On Tue, Nov 04, 2003 at 12:47:30AM -0500, Greg Stark wrote:

> So all it would take to make the tools handle this would be to somehow
> make apt aware of more revisions of packages. They're all in the pool
> after all.  Short of making some king of humongous mega-Packages file with
> every revision of every package -- which apt wouldn't scale up to anyways
> -- they're currently unavailable to APT.
> 
> The low hanging fruit here would be to have APT keep packages you had
> installed yourself in the cache rather than immediately discarding them as
> soon as they're upgraded. At a minimum keeping one extra revision would at
> least let you roll back. Something more flexible keeping old revisions for
> n days after being replaced would be even cooler.
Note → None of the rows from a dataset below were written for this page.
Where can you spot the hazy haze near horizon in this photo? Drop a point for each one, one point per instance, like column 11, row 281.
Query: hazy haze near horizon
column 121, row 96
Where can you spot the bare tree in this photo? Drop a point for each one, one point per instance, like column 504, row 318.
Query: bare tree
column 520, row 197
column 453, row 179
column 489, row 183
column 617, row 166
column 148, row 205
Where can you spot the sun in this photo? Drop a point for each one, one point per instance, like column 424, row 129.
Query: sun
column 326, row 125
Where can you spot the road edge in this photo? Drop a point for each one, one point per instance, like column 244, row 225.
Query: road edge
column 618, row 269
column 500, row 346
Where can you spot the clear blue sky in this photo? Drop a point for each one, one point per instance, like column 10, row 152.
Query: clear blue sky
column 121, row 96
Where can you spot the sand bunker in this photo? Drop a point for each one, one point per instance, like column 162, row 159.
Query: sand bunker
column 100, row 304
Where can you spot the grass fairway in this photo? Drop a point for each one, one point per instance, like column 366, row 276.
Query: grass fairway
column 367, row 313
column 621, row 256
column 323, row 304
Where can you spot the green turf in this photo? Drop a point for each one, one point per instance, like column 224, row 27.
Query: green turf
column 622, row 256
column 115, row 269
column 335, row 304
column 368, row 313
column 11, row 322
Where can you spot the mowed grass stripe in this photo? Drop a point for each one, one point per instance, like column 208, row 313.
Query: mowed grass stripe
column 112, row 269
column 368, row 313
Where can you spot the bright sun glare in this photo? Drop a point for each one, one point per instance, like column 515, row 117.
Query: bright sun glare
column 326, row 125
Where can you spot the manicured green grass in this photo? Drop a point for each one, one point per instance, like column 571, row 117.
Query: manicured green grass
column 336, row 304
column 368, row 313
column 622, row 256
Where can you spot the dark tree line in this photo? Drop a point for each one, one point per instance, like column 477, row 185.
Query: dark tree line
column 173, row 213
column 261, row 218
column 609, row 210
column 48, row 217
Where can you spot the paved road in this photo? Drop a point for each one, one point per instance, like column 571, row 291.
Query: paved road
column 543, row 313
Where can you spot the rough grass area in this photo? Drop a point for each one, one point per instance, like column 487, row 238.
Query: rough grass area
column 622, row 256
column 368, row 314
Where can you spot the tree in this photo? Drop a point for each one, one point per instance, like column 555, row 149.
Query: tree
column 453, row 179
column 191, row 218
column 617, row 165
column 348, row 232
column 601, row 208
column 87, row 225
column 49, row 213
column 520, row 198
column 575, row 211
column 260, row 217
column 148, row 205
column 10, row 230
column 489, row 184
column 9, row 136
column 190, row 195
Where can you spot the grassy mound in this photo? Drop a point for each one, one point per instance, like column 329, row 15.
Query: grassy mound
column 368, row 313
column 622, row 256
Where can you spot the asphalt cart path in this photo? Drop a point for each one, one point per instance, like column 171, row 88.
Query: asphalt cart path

So because it's not practical for apt to try to maintain a database of all
packages it has ever seen, in addition to the current (enormous) package
database, you're suggesting that apt try to maintain a database of all
packages it has ever installed.  This seems to have exactly the same
problem (unbounded growth) on a somewhat smaller scale.  What's more, it's
already been implemented at snapshot.debian.net.

Trying to roll back to an earlier version of a package is not a "beginner
friendly" sort of operation.  If you don't know what's going on behind the
scenes, you're in for a world of pain even if the tools made it easier for
you to do this.  Debian packages don't expect to be downgraded, and it's
rather unlikely to do the right thing for non-trivial packages.

> or perhaps a little less automatic,
> 
> apt-cache show libc6
> 
> to list the available revisions then explicitly
> 
> apt-get install libc6:2.3.2-8

Which, surprisingly enough, is already implemented by apt, using '=' where
you have written ':'.

> Actually this wouldn't really have helped my friend at all because he was
> unlucky enough that the *first* version of libc6 from unstable that he saw
> happened to be the buggy one. That doesn't really happen that often to
> libc6 so he had particularly bad luck there.

So, in other words, implementing the feature you have described wouldn't
have fixed the problem in the first place.